2. For example, it has become fashionable to ascribe efforts to build a pan-Asian economic/institutional order to rising Chinese assertiveness or, more precisely, to Chinese ambition. And that is a simple, straightforward enough narrative. But it is just one part of the story.
3. Thus contemporary Asian regionalism for instance—the desire to forge at least some cohesion out of the region’s enormous diversity—has found expression not just in China but across Asia and over many decades.
4. The US can and should adapt and compete. But doing so will require, first, a clear understanding of the depths/origins of change in Asia. The US cannot succeed in either geopolitics or business unless it properly understands the sources of its competition in the first place.

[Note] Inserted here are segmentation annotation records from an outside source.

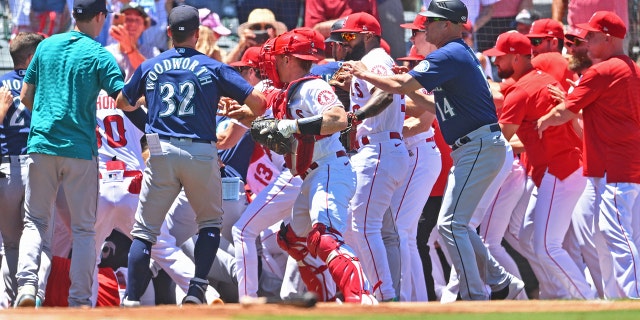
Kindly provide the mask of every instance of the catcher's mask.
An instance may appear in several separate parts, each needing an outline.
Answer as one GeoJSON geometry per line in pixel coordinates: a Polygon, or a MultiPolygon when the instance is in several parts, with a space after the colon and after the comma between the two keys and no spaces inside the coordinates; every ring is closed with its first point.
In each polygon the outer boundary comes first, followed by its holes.
{"type": "Polygon", "coordinates": [[[298,59],[313,62],[324,59],[324,37],[311,28],[296,28],[275,38],[267,40],[262,46],[260,72],[271,79],[274,87],[283,88],[284,83],[276,70],[277,55],[291,55],[298,59]]]}

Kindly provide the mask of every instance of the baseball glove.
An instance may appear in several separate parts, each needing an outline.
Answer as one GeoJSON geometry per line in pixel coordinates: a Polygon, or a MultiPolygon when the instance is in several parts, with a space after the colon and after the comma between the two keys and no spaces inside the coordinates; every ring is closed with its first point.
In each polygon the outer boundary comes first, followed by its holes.
{"type": "Polygon", "coordinates": [[[269,148],[277,154],[291,153],[293,136],[285,138],[278,131],[278,119],[259,117],[251,122],[253,141],[269,148]]]}

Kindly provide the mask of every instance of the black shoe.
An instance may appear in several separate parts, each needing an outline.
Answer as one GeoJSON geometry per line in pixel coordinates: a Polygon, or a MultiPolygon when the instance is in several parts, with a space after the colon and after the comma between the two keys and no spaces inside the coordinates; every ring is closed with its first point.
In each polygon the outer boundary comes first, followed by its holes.
{"type": "Polygon", "coordinates": [[[189,291],[187,296],[182,299],[182,304],[207,304],[207,298],[205,292],[207,292],[207,286],[209,281],[193,278],[189,282],[189,291]]]}

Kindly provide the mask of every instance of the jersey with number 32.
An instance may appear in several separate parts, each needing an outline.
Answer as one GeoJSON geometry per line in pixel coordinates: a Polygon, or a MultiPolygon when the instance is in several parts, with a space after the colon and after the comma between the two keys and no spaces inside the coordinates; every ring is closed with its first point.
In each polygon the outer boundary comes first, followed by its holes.
{"type": "Polygon", "coordinates": [[[216,139],[220,97],[244,103],[253,91],[232,67],[195,49],[174,48],[143,62],[122,93],[131,105],[143,95],[149,109],[147,133],[216,139]]]}
{"type": "Polygon", "coordinates": [[[482,66],[462,39],[433,51],[409,74],[427,91],[433,91],[436,116],[448,144],[498,122],[482,66]]]}

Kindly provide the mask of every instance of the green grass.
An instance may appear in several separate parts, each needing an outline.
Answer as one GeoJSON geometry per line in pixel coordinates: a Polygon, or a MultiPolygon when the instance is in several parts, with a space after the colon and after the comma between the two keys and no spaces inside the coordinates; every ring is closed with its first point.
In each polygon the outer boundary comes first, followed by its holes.
{"type": "MultiPolygon", "coordinates": [[[[255,316],[242,316],[237,319],[256,319],[255,316]]],[[[518,313],[423,313],[423,314],[360,314],[332,316],[332,315],[309,315],[309,316],[284,316],[284,315],[264,315],[259,319],[265,320],[299,320],[299,319],[366,319],[366,320],[638,320],[640,310],[614,310],[614,311],[593,311],[593,312],[518,312],[518,313]]]]}

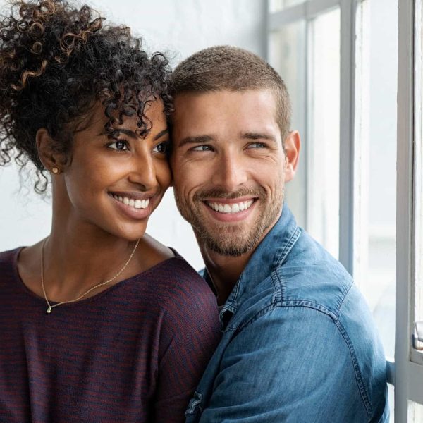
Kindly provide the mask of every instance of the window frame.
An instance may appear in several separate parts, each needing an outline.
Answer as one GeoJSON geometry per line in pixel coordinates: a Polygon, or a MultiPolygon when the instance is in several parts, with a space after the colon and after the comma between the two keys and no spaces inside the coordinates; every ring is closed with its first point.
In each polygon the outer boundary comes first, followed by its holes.
{"type": "MultiPolygon", "coordinates": [[[[340,168],[343,172],[340,173],[340,199],[342,200],[339,209],[339,260],[351,274],[354,273],[355,247],[358,247],[354,209],[357,200],[355,178],[360,176],[355,174],[357,171],[357,167],[355,168],[355,33],[356,11],[361,1],[305,0],[300,4],[277,12],[269,12],[269,0],[266,1],[268,41],[271,32],[284,25],[305,20],[308,28],[311,20],[334,8],[340,8],[340,168]]],[[[413,257],[415,204],[413,202],[417,189],[413,179],[416,166],[414,157],[416,147],[415,50],[415,35],[419,33],[416,26],[415,5],[418,1],[422,2],[422,0],[398,1],[395,362],[386,362],[388,382],[395,387],[395,419],[397,422],[407,421],[411,414],[409,401],[423,404],[423,353],[414,350],[412,343],[415,283],[413,257]]],[[[266,51],[269,51],[269,48],[266,51]]],[[[308,51],[306,58],[305,68],[308,75],[308,51]]],[[[309,87],[306,90],[308,91],[309,87]]],[[[305,112],[307,114],[307,111],[305,112]]],[[[307,130],[308,128],[306,137],[307,130]]],[[[307,160],[307,151],[305,159],[307,160]]],[[[309,183],[307,178],[307,185],[309,183]]],[[[306,187],[306,192],[308,188],[306,187]]],[[[309,203],[307,199],[305,203],[307,208],[309,203]]],[[[307,212],[305,211],[305,216],[307,212]]]]}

5. China is a big/difficult part of that story. But "US vs. Chinese rules" misses much about Asia since 1997. And as I’ve argued before, pan-Asian rule-writing/ standard-setting without the US can be as big a long-term challenge to the US as attempted Chinese rule writing. #CPTPP
9: This is not meant as a critique of recent policies per se. It is a plea, I guess, for a less Sinocentric, less reactive, and much more proactive US view of recent trends in Asia. By “Sinifying” everything, we are missing something big. We’re also conceding ground to Beijing.
10: We need to remember that not all trends buffeting the US position in Asia are Sinocentric. Meanwhile, dealing with China’s rise requires strategic coherence. And the best way to adapt to China’s new activism is to mount a stronger offense, not play perpetual defense.
11: And that also requires some hard thinking about Chinese revisionism—including what it is, and isn’t. This 2017 essay, also in @ForeignAffairs, tried to grapple with some of that: foreignaffairs.com/articles/china…
12: Anyway, just a couple of cranky cents on a cold weekend.
13: Because when the Chicago River looks like this, it's a good time to sit around thinking about Asian order ...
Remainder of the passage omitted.